But it was a moment 20 minutes or so into the film that made me sit back with my mouth agape. Rapaport’s executive character is listening to Peerless’ pitch for the new show and wants to see Manray tap dance for a sample of what to expect. The exec clears his desk; Manray gets on the table and starts tap dancing for him. The scene is demoralizing and a perfectly (for Spike) unsubtle way of showing how Black people are asked to perform for White men in power. While Pinkett mutters her disapproval under her breath, Rapaport has his hands in the air as if he’s getting a lap dance. It’s an inflection point in the movie — but watching it today, it hit me like a boot to the chest. I’ve seen this before.

In 2014, unsigned rap phenomenon Bobby Shmurda performed for Epic records. In front of — and on top of — a table. In a room full of White executives.
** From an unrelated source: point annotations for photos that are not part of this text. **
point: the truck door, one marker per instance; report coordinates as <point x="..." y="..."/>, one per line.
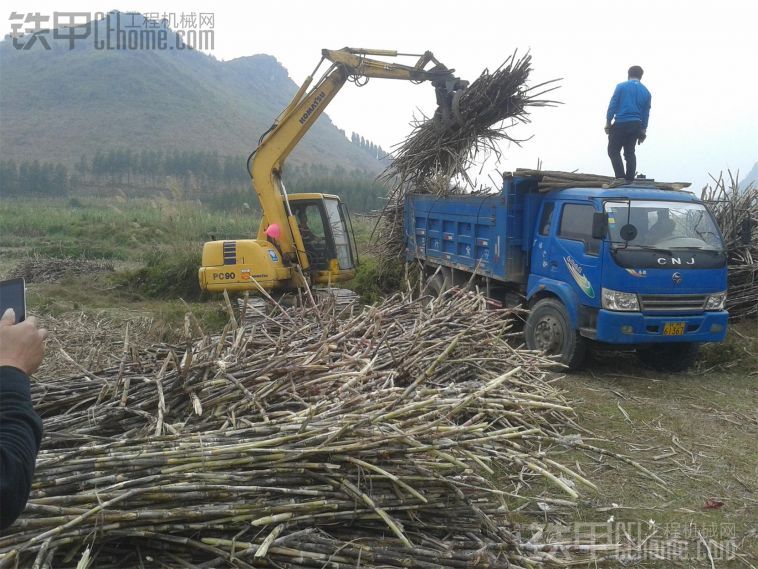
<point x="574" y="255"/>
<point x="540" y="258"/>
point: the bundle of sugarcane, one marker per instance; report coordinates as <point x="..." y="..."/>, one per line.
<point x="39" y="269"/>
<point x="435" y="152"/>
<point x="434" y="149"/>
<point x="733" y="208"/>
<point x="315" y="441"/>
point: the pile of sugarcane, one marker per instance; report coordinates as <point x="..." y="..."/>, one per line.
<point x="733" y="207"/>
<point x="549" y="180"/>
<point x="40" y="269"/>
<point x="402" y="435"/>
<point x="435" y="153"/>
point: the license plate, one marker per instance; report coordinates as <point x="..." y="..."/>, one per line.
<point x="673" y="329"/>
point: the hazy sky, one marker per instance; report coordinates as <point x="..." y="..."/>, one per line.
<point x="699" y="60"/>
He danced. He rapped about guns and murder. And he got a record deal. A few months later, he was arrested and is still serving time in jail for conspiracy and weapons charges. Those White execs have moved on with their lives; Shmurda can’t. You can’t watch that Shmurda video and see anything but Manray tap dancing on the table. It’s just one of the ways that Bamboozled was soothsaying in ways I’m not even sure Spike knew would be possible.

Bamboozled also tapped into the future world of social media and the evolution of crash TV and how that affects Black people who are subjected to it, especially when it’s the Black body that we see in pain on our screens. The climax of the movie showed a world in which executions are played out over what was then still just the “world wide web,” traumatizing viewers. A few years later, we saw the ways that video footage of police brutality against Black folks affected the collective Black psyche. The movie even nails the self-destructive futility of the misguided hotep cults — like the Mau Maus, who only harm Black people in a convoluted quest for a twisted vision of revolution.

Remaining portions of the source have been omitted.